Selling Purified Water Prohibited in Santa Clara

EcoFinca was founded in 2016, but its project for purified water has been put on hold by the bureaucracy.

14ymedio bigger14ymedio/Mario J. Pentón, Havana/Miami, 23 September 2019 — Getting access to potable water in a big city like Santa Clara is no easy matter, but even more difficult still is getting purified water, which is highly beneficial for patients diagnosed with cancer or other diseases that weaken the immune system.

EcoFinca, a project headed by Ana Rosa Cardoso Gomez, began to pruduce purified water by means of reverse osmosis technology and market it to the general public. The resulting revenue allowed them to distribute this product, free of charge, to around 70 patients “with liver or oncological conditions.” Nevertheless, they did not foresee that a mess of regulations would derail the business.

A source close to the family, who wishes to maintain their anonymity for fear of the authorities, recounts that EcoFinca spent three years battling with the state to allow them to continue carrying out their mission.

“We made an ecological farm from a sun-beaten wasteland. We teach farmers how to cultivate the land, we research solutions for blights, and turn the wasteland into a productive garden. Fruits, vegetables, leafy greens. We produce everything that is scarce in this country. We even implemented a ’Green Sunday’ to educate new generations on how to protect the environment,” the source commented.

Problems with authorities began in 2017 when EcoFinca began to sell purified water with a food vendor’s license. “Through reverse osmosis, with the help of imported equipment, we produce a product that is 100% free of bacteria, viruses, salts and dozens of other harmful agents,” the source explained.

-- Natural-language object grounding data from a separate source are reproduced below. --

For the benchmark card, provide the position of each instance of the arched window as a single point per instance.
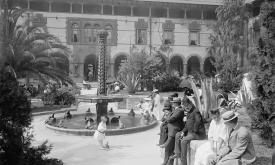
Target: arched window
(75, 33)
(109, 29)
(88, 32)
(96, 27)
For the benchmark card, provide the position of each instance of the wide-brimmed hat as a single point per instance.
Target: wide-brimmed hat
(176, 100)
(168, 108)
(147, 99)
(155, 90)
(229, 115)
(215, 110)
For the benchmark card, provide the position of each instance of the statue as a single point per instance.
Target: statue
(90, 73)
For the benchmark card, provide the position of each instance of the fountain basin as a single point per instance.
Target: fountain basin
(76, 125)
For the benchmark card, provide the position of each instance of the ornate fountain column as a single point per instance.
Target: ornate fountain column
(102, 105)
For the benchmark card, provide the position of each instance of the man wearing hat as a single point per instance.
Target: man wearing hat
(156, 109)
(194, 130)
(175, 124)
(239, 149)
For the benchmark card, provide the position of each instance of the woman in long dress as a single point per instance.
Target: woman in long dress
(157, 109)
(217, 135)
(100, 133)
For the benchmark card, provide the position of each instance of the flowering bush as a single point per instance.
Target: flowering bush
(61, 96)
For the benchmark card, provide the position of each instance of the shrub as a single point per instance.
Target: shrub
(15, 120)
(264, 67)
(61, 96)
(167, 82)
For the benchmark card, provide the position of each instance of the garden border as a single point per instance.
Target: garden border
(86, 132)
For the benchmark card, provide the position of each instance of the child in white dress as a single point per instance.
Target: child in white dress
(217, 135)
(100, 133)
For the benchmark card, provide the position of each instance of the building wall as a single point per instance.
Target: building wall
(57, 24)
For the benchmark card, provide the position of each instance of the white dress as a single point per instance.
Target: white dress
(157, 111)
(146, 106)
(216, 130)
(99, 135)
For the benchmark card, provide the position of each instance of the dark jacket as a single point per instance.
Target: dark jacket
(194, 124)
(175, 122)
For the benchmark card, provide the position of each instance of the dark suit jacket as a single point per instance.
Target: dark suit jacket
(175, 122)
(194, 124)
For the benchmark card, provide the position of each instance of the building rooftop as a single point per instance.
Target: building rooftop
(205, 2)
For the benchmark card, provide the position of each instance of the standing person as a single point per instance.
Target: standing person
(100, 133)
(216, 138)
(164, 125)
(194, 130)
(157, 108)
(175, 124)
(240, 149)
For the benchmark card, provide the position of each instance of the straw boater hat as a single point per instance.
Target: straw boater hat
(147, 99)
(155, 90)
(176, 100)
(229, 115)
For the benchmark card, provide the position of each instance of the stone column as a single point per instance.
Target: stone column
(101, 8)
(28, 4)
(50, 6)
(132, 12)
(102, 105)
(71, 7)
(102, 39)
(112, 69)
(185, 69)
(113, 12)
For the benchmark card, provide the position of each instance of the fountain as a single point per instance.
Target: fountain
(101, 99)
(76, 124)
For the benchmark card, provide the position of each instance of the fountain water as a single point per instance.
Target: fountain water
(76, 124)
(101, 99)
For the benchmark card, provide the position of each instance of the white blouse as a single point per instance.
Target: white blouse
(217, 130)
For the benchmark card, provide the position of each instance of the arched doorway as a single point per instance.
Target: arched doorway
(193, 65)
(176, 64)
(208, 67)
(118, 61)
(90, 68)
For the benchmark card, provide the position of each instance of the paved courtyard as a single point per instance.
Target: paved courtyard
(135, 149)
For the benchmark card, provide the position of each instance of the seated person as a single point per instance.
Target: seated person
(51, 119)
(68, 115)
(60, 124)
(216, 138)
(193, 130)
(163, 127)
(240, 149)
(175, 124)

The Ministry of Public Health granted the organization a sanitary license for the consumption of purified water, which they sold for 60 Cuban pesos from their doorstep, while the state sells it at a price of 2.75 CUC (69 Cuban pesos) in state stores. With the money produced from the sale of purified water to the public the organization was able to give the same product free of charge to a group of patients at the Jose Luis Miranda pediatric hospital and the Mariana Grajales gynecological-obstetric hospital.

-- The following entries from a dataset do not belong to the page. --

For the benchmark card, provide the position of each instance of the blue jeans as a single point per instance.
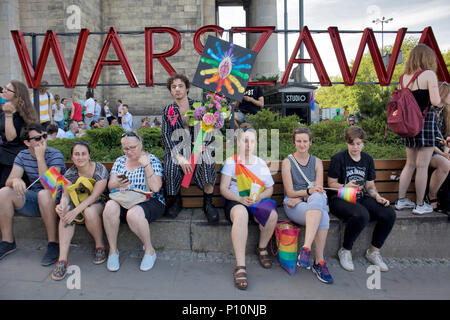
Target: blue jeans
(30, 205)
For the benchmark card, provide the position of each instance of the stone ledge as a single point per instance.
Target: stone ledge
(425, 236)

However, the law prohibits the sale of water bottled by self-employed individuals as it considers “the access to potable water [to be] a human right that is the responsibility of the State.”

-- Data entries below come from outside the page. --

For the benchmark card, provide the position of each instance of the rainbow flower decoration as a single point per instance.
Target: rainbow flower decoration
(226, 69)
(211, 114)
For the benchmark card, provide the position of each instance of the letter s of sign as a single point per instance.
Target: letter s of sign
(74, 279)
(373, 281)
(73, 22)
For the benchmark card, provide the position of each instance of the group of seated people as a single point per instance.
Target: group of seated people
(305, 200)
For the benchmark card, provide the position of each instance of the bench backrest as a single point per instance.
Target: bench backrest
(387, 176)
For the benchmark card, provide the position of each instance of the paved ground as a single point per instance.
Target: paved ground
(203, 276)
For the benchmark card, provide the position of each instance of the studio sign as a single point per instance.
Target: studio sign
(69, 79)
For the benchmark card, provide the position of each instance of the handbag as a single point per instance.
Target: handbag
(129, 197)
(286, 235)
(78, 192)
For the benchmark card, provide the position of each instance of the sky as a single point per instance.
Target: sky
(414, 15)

Ines Maria Chapman Waugh, then the president of the National institute of Hydraulic Resources and the current vice president of the Cuban Government, wrote a letter to the authorities of Villa Clara, cited by the weekly paper Vanguardia, where she noted that “the sale of water cannot become a medium for profit.”

According to officials, the business violates measure No. 58 of 2017, issued by the National Institute of Hydraulic Resources, which prohibits the sale of bottled water by native persons.

“In our country water is sold at subsidized prices, in such a manner that everyone can afford it,” the official explained.

A water vendor’s license exists in Cuba, though it does not include purification and bottling, only transport from one place to another. EcoFinca attempted to obtain a license to sell water but was unable to, even though they have their own well. When the State prohibited them from bottling they continued to deliver in bulk, but in the last months the authorities of Villa Clara have pressured them to stop their distribution completely.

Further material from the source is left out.